For z ≠ b and z ≠ a, proves swap a z * swap a b = swap a b * swap b z.
Used when σ involves the left element a: we rewrite the product to move (a ·) to the front, producing (a b) · (b z) which fixes a.
This is the core algebraic transformation for the "σ involves a" case.
For z ≠ a, z ≠ b, and a ≠ b, proves swap b z * swap a b = swap a z * swap z b.
Used when σ involves the right element b but not a: we rewrite the product to factor out (a z) on the left,
with the remainder (z b) fixing a. This handles the "σ involves b" case.

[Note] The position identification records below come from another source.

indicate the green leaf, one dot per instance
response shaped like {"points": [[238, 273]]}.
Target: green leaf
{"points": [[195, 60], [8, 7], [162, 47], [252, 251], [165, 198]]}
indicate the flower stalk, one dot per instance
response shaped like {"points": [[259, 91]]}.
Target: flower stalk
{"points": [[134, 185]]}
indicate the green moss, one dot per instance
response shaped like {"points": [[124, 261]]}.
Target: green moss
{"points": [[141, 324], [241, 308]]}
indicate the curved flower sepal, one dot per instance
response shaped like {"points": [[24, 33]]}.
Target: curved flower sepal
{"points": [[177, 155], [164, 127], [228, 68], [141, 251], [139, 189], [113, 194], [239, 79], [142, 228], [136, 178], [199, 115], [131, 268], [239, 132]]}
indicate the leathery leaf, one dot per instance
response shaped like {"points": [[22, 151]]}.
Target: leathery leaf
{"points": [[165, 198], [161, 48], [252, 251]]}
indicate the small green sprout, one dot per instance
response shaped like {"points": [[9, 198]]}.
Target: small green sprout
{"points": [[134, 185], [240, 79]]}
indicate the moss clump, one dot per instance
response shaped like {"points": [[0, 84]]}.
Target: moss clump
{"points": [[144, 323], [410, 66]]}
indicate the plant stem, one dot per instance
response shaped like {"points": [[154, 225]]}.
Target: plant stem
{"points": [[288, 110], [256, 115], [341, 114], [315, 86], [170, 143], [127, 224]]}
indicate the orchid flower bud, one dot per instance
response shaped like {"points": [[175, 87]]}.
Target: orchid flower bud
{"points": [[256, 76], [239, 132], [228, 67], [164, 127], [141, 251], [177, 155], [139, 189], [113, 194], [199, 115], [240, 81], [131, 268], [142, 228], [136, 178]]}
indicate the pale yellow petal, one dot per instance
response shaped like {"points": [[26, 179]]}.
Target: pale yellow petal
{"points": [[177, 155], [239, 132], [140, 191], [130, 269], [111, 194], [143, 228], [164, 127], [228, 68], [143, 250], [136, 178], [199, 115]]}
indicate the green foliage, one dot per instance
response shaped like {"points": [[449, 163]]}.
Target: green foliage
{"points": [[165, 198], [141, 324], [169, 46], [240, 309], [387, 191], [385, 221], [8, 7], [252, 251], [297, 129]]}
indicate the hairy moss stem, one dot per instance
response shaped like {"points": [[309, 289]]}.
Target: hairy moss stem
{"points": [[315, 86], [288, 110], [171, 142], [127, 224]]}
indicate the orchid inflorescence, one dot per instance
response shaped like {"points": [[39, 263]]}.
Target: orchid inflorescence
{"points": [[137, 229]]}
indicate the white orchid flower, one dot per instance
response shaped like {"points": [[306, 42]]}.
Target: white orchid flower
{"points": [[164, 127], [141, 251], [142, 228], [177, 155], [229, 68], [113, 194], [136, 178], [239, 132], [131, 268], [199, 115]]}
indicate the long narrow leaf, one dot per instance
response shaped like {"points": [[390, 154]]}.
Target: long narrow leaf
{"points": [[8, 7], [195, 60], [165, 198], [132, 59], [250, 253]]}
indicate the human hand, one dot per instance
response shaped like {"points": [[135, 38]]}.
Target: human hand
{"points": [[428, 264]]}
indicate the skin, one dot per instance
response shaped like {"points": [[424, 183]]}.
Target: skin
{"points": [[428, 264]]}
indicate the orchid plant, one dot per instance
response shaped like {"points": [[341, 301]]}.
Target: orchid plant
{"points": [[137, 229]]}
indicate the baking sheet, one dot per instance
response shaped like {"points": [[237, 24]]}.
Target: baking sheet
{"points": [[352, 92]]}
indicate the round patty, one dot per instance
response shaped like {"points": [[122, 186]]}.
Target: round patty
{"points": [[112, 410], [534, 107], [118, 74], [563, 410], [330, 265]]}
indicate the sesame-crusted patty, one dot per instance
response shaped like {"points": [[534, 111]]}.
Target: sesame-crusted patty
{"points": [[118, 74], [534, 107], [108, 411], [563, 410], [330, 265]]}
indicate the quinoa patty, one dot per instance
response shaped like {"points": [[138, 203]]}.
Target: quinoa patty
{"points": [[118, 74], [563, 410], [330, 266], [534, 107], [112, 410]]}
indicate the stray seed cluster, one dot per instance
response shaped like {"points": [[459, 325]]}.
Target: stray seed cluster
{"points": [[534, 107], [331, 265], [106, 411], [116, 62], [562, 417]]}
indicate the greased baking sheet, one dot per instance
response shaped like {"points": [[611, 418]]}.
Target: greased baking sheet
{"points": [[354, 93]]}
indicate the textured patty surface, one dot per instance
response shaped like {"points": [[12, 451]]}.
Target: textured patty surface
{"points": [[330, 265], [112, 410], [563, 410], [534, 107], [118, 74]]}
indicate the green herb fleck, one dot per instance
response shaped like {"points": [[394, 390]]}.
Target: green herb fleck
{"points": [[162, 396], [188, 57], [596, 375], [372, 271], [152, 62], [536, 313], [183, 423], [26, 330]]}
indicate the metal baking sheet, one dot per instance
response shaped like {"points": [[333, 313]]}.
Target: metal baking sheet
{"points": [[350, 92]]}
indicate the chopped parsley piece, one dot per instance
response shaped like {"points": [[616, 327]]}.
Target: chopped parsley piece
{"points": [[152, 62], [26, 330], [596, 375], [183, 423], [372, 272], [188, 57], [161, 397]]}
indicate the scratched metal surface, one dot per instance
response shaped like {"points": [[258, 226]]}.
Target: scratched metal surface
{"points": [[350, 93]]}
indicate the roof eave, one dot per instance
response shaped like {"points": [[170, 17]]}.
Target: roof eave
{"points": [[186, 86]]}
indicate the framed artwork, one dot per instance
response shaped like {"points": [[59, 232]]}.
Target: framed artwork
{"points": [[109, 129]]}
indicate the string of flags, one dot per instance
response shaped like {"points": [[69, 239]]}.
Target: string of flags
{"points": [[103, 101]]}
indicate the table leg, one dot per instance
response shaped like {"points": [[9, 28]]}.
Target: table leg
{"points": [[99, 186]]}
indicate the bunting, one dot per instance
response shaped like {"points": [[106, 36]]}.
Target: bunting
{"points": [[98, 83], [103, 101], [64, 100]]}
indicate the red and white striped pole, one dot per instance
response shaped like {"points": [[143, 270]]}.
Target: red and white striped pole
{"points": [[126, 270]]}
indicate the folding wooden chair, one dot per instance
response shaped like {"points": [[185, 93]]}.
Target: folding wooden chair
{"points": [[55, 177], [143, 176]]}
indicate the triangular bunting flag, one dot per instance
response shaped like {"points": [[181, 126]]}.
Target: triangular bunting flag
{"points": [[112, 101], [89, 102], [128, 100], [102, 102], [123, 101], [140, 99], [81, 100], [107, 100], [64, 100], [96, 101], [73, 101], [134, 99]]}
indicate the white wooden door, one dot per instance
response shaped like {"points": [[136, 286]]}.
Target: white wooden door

When {a, b} is disjoint from {c, d}, proves swap a b * swap c d = swap c d * swap a b.
Used when σ = swap x y is disjoint from {a, b}: the transpositions commute, so we can rewrite
σ · (a b) as (a b) · σ. Since σ fixes both a and b, we can take z := b and τ := σ.
Proves swap a b * swap a b = 1 — a transposition is its own inverse.
Used in the cancellation case when σ = swap a b. This is the base case that terminates
iterative algorithms that repeatedly apply move_swap_left.
This lemma is a key building block for algorithms on permutations in Lean 4. It provides a constructive way to "normalize" products of transpositions by repeatedly moving a fixed element to the left. For example, given a permutation as a product τ₁ · τ₂ · ... · τₙ of transpositions, we can use move_swap_left to rewrite each τᵢ · (a b) into a form where (a ·) appears on the left, eventually factoring out all transpositions involving a. This is the foundation for algorithms computing cycle decompositions, checking permutation equivalence, and proving properties like the sign of a permutation. The exhaustive case analysis (four cases covering all possible overlaps) ensures the lemma applies to every situation, making it a robust tool for permutation reasoning.